Black, Hispanics less likely to drink tap water, more likely to buy bottled
Black and Hispanic U.S. adults are half as likely as whites to drink tap water and more than twice as likely to drink bottled water, according to a recent Penn State analysis.
The findings also support past research that indicates that minorities and more vulnerable populations have a higher distrust of tap water in America, and that those who do not drink tap water and instead consume bottled water are at greater risk of health issues and financial burdens.
A study led by Asher Rosinger, assistant professor of biobehavioral health and anthropology at Penn State, found that from 2011 to 2014 nearly 53 percent of Hispanic adults and 46 percent of black adults consumed bottled water on a given day compared to just over 26 percent of white adults.
At the same time, more than 61 percent of white adults consumed tap water on a given day, compared to 38 percent of black adults and just over 38 percent of Hispanic adults.
“These findings demonstrate that when there’s distrust of tap water, this reduces usage of public water systems for drinking purposes. A lower trust in tap water manifests in dietary behaviors and results in shifting to bottled water for hydration as well as less healthy options like sugar-sweetened beverages,” Rosinger said.
To reach the findings, researchers analyzed nationally representative dietary data on 20,676 adults to examine differences in tap and bottled water consumption among Americans. Specifically, researchers used National Health and Nutrition Examination surveys from the U.S. Centers for Disease Control and Prevention.
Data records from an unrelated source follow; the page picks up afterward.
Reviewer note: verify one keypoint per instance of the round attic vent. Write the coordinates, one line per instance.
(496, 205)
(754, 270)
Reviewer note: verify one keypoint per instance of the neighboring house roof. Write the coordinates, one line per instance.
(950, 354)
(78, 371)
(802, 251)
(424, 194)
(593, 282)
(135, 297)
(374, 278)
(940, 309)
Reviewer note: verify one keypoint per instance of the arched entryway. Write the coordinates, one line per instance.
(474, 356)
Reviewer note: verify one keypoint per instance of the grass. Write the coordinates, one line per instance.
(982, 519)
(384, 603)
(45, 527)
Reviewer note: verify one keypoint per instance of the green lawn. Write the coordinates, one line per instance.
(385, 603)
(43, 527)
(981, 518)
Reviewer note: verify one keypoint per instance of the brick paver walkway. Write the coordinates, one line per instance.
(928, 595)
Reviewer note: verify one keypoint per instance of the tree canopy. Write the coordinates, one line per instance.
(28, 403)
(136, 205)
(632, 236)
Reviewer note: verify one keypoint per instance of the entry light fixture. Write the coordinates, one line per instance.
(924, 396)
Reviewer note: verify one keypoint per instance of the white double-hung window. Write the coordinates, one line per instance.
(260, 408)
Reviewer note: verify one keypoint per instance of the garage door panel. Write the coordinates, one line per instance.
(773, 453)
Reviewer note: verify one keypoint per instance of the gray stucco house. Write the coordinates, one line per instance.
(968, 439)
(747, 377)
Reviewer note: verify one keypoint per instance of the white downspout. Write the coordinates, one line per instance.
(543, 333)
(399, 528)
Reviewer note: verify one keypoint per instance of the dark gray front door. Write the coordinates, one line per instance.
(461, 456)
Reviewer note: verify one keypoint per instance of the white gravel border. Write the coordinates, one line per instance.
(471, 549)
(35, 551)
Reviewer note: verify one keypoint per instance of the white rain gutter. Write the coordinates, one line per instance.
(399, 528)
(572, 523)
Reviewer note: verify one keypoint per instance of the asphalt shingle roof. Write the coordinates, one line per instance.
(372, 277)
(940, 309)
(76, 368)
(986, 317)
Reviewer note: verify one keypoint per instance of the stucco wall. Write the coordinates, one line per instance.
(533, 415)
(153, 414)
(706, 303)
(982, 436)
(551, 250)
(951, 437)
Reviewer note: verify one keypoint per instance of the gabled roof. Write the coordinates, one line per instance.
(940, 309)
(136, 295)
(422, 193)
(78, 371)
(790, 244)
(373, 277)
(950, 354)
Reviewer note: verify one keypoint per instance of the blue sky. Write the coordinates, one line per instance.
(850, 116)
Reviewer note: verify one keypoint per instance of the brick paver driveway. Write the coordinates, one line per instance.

The Public Health Nutrition journal published the findings online in February.
“Relying on bottled water creates disproportionate economic burdens and serious health implications among low-income and minority populations,” Rosinger said. “Bottled water costs 240 to 10,000 times more than tap and often does not provide adequate fluoride, which increases risk of dental caries, and bottled water can have higher bacterial counts than tap water. A constant worry that tap water is not clean can also increase psychosocial stress, while having to carry bottled water home from the grocery store in urban environments increases physical stress.”
Rosinger noted that he was inspired to conduct the study following news of the Flint, Michigan, water crisis subsequent to the discovery that the local public water system was poisoned with lead.
“The Flint water crisis, which affected low-income, primarily black neighborhoods, is the most recent highly publicized failing of the public water system in America, which has led to more distrust,” Rosinger said. “Such highly publicized events mean that the idea that U.S. tap water is unsafe is highly salient and people can overestimate the extent of the problems. These behaviors of relying on bottled water are rational in the context of uncertainty, but overall, U.S. tap water is the safest hydration option for most.”